In this immersive piece for Outside, Mark Sundeen writes about his last two decades spent living in a trailer in Moab, Utah. An English major from San Francisco, when he first arrives in the “sweltering hamlet” Sundeen finds himself in awe of the rugged characters he meets. Ashamed of his own bookishness, he seeks to hide it and emulate their qualities, to become “the sort of man who is competent with chains and repairs, rough roads and icy curves.” He also finds himself drawn to the new type of women he meets, none more so than Wendy. Sundeen develops an obsession for the former rancher that lasts for years, to the detriment of other relationships. Sundeen describes his romantic history with great self-awareness, painting a vivid picture of the women in his life, as well as the arid atmosphere of the Moab desert that forms a backdrop to his personal development.

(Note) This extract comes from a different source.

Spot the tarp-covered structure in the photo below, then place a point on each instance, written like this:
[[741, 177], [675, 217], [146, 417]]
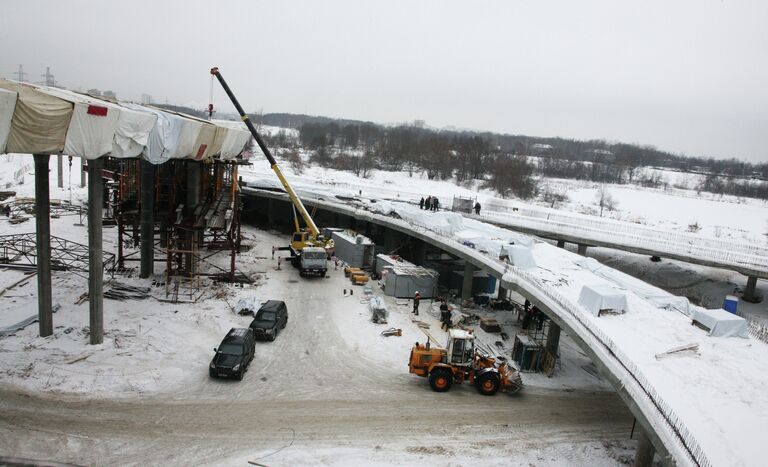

The upshot of seeing Wendy was that when I moved back to Moab in that summer of 1999, age 28, she rented me the trailer for $300 a month. I wouldn’t trouble her with complaints but would do any repairs myself.

I woke each night at 3 A.M. with my lungs clenched and visions of Q in my head. She’d been seen in Moab with that snowboarder. Now and then I’d call and tell her how she betrayed me. I wallowed in the fantasy of my unrequited longing.

The story I told myself eventually unraveled. I replayed the memories. That night she offered herself to me: I hadn’t declined out of some sense of chivalry. It was because, even as every molecule burned to make a child with her, I couldn’t envision us raising the thing. All I could see us doing was smoking in bed and engineering increasingly innovative paroxysms. Which was what I thought love was.

Q already saw me more clearly than I did. I had shown her my heart, and she’d seen the cautious vanity I couldn’t hide. In the future I wouldn’t be so embarrassed to be a delicate writer, and I would treasure the exchange of ideas about literature and writing with a woman. But not yet. I still couldn’t see past my own delusion.